Yes, one of the world’s top-selling spirits belongs to a state enterprise, but not for long: Last Friday, the government proposed selling its shares in six firms, including its 100% stake in Absolut owner Vin & Sprit. More holdings will go on the block soon.

It is curious to think that until the election of the centre-right government last fall, part of the normal business of the Swedish Cabinet involved discussing such weighty matters as Absolut advertising campaigns.

But you do not have to go far to find silly examples of governmentowned businesses: Canada is full of them. Saskatchewan in particular is still stuck in the Tommy Douglas era: The province owns telephone and insurance companies, a natural gas distributor and money-losing intercity bus service, not to mention stakes in a pork producer, board plant and fertilizer mill. It has lost millions in film production, tens of millions in potato processing, hundreds of millions in pulp.

Unfortunately, the will to get governments out of the boardrooms of the nation has gone cold, despite successful privatizations in the 1980s and 1990s, such as CN Railway and Petro-Canada. “No matter the stripe of government, nobody is talking about it,” says Jason Clemens of the Fraser Institute.

That is a shame, because the discussion needs to happen. Every few months, some group calls to privatize one of Canada’s Crown jewels — Liquor Control Board of Ontario, Canada Post, Canada Mortgage and Housing, and Atomic Energy of Canada are recent examples — and politicians just slough it off. But privatizing some of these state enterprises makes sense. There is no reason for Ottawa to be in the business of insuring mortgages when private firms are clamouring to get in, following General Electric’s lead. Surely there are groups other than the feds willing to finance small business, exporters, and farmers.

It is bizarre that nine provinces consider booze retailing an essential public service, and stubbornly resist calls to privatize their monopolies. Even after Ontario Finance Minister Greg Sorbara commissioned a report in 2005 that said Ontario could up its $1.5 billion annual liquor revenues by 13%, he dismissed its findings.

Meanwhile, it is fair to ask why provinces should own electric utilities, insurers and lottery and gaming firms — and not just regulate them — or act as private equity and venture capital investors, as is the case in Saskatchewan and Quebec.

Part of the difficulty in getting governments to listen is that many Crown enterprises do make money — just not enough.
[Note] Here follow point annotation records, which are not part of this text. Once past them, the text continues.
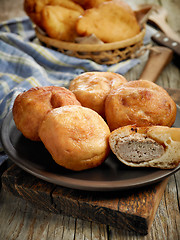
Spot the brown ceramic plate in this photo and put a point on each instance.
(110, 176)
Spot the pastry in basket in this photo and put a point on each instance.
(140, 103)
(76, 137)
(31, 106)
(153, 146)
(92, 88)
(111, 21)
(56, 17)
(59, 22)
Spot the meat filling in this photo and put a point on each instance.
(138, 148)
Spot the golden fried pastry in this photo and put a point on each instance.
(31, 106)
(154, 146)
(76, 137)
(86, 4)
(59, 22)
(140, 103)
(33, 9)
(67, 4)
(92, 88)
(111, 21)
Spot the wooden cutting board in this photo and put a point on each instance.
(133, 210)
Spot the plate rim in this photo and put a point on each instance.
(79, 184)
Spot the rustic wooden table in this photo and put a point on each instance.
(20, 220)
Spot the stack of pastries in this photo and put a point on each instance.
(65, 20)
(101, 111)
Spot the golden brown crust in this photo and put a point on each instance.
(140, 103)
(56, 17)
(152, 146)
(76, 137)
(110, 21)
(59, 22)
(92, 88)
(31, 106)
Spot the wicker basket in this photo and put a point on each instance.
(107, 53)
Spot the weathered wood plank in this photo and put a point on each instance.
(133, 210)
(19, 220)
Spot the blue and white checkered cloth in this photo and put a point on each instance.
(25, 64)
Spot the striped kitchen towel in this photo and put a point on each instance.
(24, 63)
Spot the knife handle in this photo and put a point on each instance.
(161, 39)
(159, 57)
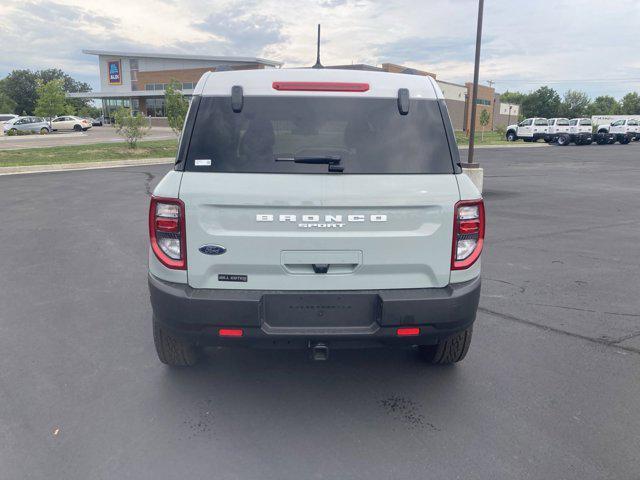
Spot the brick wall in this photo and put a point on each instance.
(457, 111)
(484, 94)
(186, 75)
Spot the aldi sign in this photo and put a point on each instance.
(115, 72)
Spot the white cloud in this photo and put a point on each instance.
(565, 43)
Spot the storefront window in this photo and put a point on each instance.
(155, 107)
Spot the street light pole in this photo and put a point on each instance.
(476, 73)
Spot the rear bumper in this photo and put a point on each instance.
(372, 316)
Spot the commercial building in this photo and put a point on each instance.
(138, 80)
(457, 98)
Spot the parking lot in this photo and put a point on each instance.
(103, 134)
(549, 389)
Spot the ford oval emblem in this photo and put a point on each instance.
(212, 249)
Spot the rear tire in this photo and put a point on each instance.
(173, 351)
(450, 350)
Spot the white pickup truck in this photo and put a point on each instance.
(581, 132)
(623, 130)
(529, 130)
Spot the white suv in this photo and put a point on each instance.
(315, 209)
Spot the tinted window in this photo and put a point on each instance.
(368, 134)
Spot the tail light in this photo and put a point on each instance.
(468, 233)
(167, 233)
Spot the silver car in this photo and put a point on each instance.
(26, 124)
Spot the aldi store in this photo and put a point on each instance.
(138, 80)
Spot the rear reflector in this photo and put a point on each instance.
(230, 332)
(321, 86)
(408, 332)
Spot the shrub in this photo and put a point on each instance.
(131, 127)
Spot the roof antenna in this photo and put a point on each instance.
(318, 64)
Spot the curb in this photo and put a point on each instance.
(534, 145)
(69, 167)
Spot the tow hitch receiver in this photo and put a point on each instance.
(319, 351)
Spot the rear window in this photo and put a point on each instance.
(367, 135)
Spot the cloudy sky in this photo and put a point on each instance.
(589, 45)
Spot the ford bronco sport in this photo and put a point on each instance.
(315, 209)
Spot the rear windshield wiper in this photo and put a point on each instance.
(333, 161)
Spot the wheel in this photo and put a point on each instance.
(452, 349)
(174, 351)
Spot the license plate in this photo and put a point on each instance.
(320, 310)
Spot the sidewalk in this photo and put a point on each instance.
(61, 167)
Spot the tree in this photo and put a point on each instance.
(512, 97)
(604, 105)
(7, 105)
(131, 127)
(575, 104)
(544, 102)
(484, 121)
(630, 104)
(176, 105)
(51, 99)
(20, 86)
(70, 85)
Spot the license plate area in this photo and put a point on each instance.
(320, 310)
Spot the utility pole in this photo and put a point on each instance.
(474, 94)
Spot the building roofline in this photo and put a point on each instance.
(451, 83)
(178, 56)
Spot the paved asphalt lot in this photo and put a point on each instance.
(104, 134)
(549, 390)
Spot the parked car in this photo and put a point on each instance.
(4, 117)
(70, 122)
(7, 116)
(623, 130)
(321, 209)
(26, 124)
(529, 130)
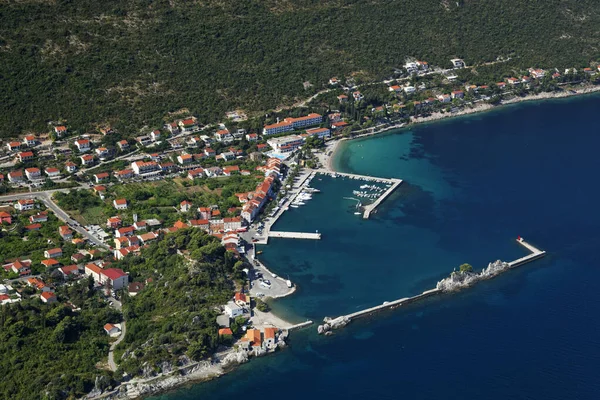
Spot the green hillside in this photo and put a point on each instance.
(131, 62)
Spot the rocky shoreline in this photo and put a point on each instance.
(476, 108)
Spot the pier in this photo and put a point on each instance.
(390, 305)
(370, 208)
(295, 235)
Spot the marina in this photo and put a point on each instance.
(444, 286)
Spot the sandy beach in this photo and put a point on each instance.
(326, 157)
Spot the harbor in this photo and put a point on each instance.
(456, 281)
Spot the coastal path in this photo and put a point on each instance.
(111, 351)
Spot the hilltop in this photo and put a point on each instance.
(130, 63)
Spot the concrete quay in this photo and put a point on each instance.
(370, 208)
(345, 319)
(295, 235)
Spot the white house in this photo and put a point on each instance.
(233, 310)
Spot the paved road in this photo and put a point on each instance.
(111, 352)
(46, 197)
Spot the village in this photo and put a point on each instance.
(75, 205)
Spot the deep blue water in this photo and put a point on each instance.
(471, 186)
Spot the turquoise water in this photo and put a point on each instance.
(471, 186)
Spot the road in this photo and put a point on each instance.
(111, 351)
(46, 198)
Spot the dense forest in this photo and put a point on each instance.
(132, 62)
(57, 351)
SaskTel, for example, earned a 6.6% profit on sales in 2005, far below its private-sector telecom peers. Canada Post CEO Moya Greene has said profits could be twice as high as they are, even under Ottawa’s ownership.

The reason state-owned enterprises have sub-par earnings is that they often make decisions motivated by politics rather than business reasons. They are inefficient, don’t use capital or labour optimally (many are bloated job creation havens) and lack the incentive to offer good service or quality. Governments perennially starve their firms for capital and limit their ability to raise funds through private debt or equity. And they underestimate the time and effort spent on management and policy issues related to their enterprises, says C.D. Howe Institute president William Robson: “There are more important things for governments to be doing, and it’s a bad misuse of public-sector resources.”
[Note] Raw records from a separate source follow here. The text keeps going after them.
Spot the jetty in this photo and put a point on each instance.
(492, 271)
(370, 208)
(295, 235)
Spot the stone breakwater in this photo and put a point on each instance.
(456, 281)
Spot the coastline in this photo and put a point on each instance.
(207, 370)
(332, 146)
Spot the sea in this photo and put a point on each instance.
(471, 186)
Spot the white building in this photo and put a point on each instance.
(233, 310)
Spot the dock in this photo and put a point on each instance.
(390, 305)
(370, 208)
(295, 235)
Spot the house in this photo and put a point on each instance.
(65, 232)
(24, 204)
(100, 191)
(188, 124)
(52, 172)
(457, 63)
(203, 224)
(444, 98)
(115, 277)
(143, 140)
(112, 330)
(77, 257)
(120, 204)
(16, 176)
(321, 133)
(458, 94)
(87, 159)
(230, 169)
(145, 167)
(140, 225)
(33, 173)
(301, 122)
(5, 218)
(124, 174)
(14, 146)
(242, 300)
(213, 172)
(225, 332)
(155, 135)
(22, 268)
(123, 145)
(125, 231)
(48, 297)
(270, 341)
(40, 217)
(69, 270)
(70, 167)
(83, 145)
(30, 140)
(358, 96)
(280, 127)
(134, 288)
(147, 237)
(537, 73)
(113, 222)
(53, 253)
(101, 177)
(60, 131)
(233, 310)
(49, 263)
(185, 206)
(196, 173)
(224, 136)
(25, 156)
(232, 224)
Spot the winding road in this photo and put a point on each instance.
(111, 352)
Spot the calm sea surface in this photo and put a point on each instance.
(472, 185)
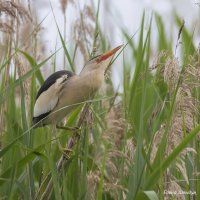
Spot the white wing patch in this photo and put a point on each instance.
(48, 99)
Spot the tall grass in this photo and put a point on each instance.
(140, 143)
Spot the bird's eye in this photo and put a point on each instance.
(92, 59)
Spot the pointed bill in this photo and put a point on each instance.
(108, 54)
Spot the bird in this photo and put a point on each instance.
(64, 90)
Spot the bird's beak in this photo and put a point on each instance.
(108, 54)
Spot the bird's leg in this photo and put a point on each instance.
(57, 140)
(73, 129)
(76, 131)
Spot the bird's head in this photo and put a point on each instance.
(100, 62)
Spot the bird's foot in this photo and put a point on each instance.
(66, 153)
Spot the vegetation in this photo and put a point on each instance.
(140, 143)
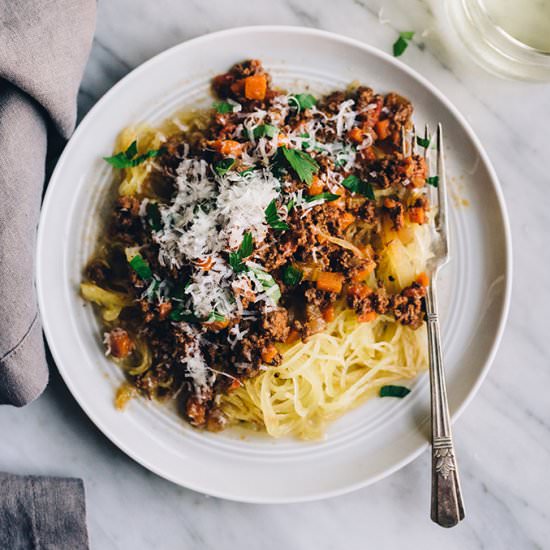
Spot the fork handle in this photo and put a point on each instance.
(447, 506)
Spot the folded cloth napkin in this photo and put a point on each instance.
(44, 45)
(42, 513)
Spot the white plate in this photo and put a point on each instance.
(363, 446)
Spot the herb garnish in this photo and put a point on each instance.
(141, 267)
(272, 217)
(292, 275)
(402, 43)
(357, 185)
(394, 391)
(223, 107)
(265, 130)
(433, 180)
(128, 158)
(245, 250)
(327, 197)
(223, 166)
(302, 163)
(304, 101)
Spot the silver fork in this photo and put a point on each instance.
(447, 508)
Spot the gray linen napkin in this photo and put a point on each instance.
(44, 45)
(42, 513)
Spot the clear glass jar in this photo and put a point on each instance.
(507, 37)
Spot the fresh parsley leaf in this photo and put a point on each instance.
(273, 219)
(268, 283)
(394, 391)
(153, 216)
(327, 197)
(402, 43)
(292, 275)
(223, 166)
(302, 163)
(223, 107)
(265, 130)
(423, 142)
(141, 267)
(128, 158)
(304, 101)
(245, 250)
(357, 185)
(433, 180)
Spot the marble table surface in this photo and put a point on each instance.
(503, 438)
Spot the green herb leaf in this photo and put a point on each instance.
(394, 391)
(153, 216)
(128, 159)
(223, 107)
(268, 283)
(141, 267)
(304, 101)
(302, 163)
(357, 185)
(245, 250)
(327, 197)
(402, 43)
(292, 275)
(433, 180)
(273, 219)
(423, 142)
(265, 130)
(223, 166)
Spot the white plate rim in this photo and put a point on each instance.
(46, 205)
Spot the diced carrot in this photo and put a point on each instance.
(234, 385)
(255, 86)
(316, 186)
(423, 279)
(293, 336)
(417, 215)
(356, 134)
(367, 317)
(228, 147)
(330, 282)
(269, 353)
(205, 263)
(382, 128)
(164, 309)
(361, 274)
(346, 220)
(328, 313)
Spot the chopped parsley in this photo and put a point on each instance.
(223, 107)
(357, 185)
(302, 163)
(223, 166)
(141, 267)
(292, 275)
(130, 158)
(433, 180)
(303, 101)
(245, 250)
(402, 43)
(394, 391)
(273, 219)
(327, 197)
(265, 130)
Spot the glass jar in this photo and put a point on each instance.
(507, 37)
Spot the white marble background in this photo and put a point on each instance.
(503, 438)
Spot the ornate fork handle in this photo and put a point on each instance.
(447, 506)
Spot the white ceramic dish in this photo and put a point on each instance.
(365, 445)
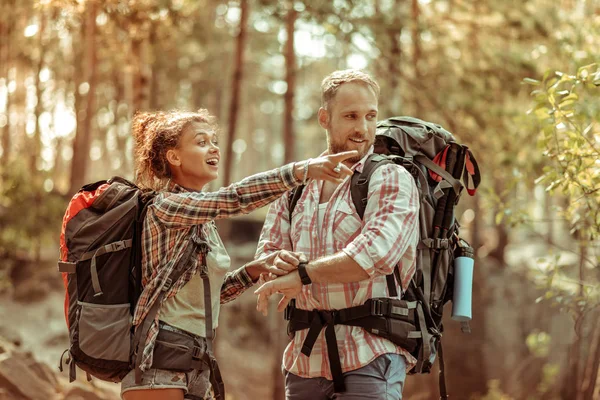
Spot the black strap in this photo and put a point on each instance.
(368, 316)
(139, 339)
(216, 379)
(295, 195)
(325, 319)
(359, 188)
(442, 375)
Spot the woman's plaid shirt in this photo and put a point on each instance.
(169, 225)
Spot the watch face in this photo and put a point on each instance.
(303, 275)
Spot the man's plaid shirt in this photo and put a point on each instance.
(169, 225)
(386, 236)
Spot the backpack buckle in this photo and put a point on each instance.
(288, 312)
(377, 307)
(167, 285)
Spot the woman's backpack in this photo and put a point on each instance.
(100, 261)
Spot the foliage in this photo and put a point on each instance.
(567, 107)
(30, 214)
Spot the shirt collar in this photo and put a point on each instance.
(358, 166)
(175, 188)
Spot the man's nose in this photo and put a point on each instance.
(361, 126)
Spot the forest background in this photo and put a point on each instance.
(514, 80)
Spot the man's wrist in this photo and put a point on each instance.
(253, 271)
(304, 276)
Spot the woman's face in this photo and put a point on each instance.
(195, 162)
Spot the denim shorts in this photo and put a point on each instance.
(195, 384)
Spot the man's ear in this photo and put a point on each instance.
(323, 116)
(173, 157)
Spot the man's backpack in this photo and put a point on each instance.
(100, 261)
(438, 164)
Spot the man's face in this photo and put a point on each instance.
(350, 120)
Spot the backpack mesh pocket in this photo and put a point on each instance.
(104, 331)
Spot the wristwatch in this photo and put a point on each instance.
(303, 274)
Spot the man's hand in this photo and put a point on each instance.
(289, 285)
(278, 263)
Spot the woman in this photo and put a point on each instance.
(177, 154)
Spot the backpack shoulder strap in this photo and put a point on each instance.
(359, 188)
(295, 195)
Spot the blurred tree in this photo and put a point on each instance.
(235, 89)
(85, 116)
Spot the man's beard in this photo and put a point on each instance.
(334, 148)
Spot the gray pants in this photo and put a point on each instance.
(382, 379)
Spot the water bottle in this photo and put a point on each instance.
(463, 282)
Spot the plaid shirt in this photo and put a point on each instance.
(169, 223)
(387, 236)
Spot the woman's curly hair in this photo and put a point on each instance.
(154, 133)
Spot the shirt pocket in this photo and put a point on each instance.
(346, 224)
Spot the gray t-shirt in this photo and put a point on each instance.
(185, 310)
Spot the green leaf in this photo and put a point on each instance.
(499, 217)
(531, 81)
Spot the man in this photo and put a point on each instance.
(349, 258)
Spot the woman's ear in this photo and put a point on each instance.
(323, 116)
(173, 157)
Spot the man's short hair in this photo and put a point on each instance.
(333, 81)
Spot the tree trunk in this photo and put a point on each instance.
(81, 145)
(236, 85)
(416, 35)
(5, 62)
(290, 78)
(139, 79)
(153, 80)
(37, 140)
(394, 31)
(593, 363)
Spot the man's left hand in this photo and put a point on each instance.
(289, 285)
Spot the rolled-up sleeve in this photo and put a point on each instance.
(235, 283)
(275, 234)
(391, 228)
(178, 210)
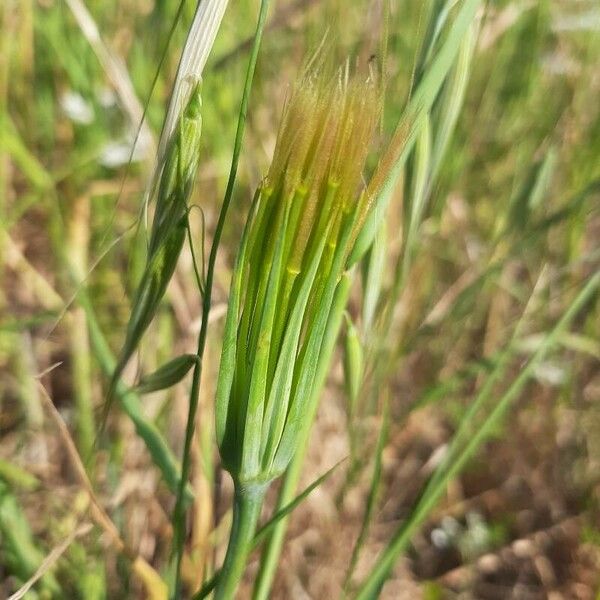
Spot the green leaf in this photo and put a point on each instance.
(167, 375)
(268, 527)
(412, 120)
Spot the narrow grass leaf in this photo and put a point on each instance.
(433, 491)
(167, 375)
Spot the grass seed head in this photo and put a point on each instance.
(289, 264)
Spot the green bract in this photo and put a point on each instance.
(168, 230)
(291, 257)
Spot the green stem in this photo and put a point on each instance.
(179, 511)
(272, 551)
(246, 511)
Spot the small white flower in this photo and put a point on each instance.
(77, 108)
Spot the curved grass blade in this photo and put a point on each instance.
(437, 486)
(167, 375)
(268, 527)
Once freed, they flourish: A World Bank study found privatized firms increase profit by 45%, output by 27%, efficiency by 11%, capital spending by 44%, and jobs by 6%.

Meanwhile, back in booming, resource-rich Saskatchewan, Finance Minister Andrew Thomson has said he will have to dip into a rainy day fund to the tune of hundreds of millions of dollars to balance the budget. He should instead sell many of the province’s businesses, which account for about 12% of GDP, twice the national rate.

Sadly, the subject is verboten: The opposition Saskatchewan Party lost the 2003 election over fears of a hidden privatization agenda. Nowadays, nobody seems to bat an eye over the fact the NDP government gave a $614,000 grant to its 30%-owned film company, Minds Eye, to make a series about Saint Tommy Douglas, the father of medicare and former premier that was pulled from CBC due to factual errors.

Meanwhile, in Sweden, another jurisdiction renowned for generous social spending, the government is kicking the habit of owning enterprises fittingly, by giving up the bottle. Perhaps there is a public service message for Canadian politicians: Governing and running businesses don’t mix.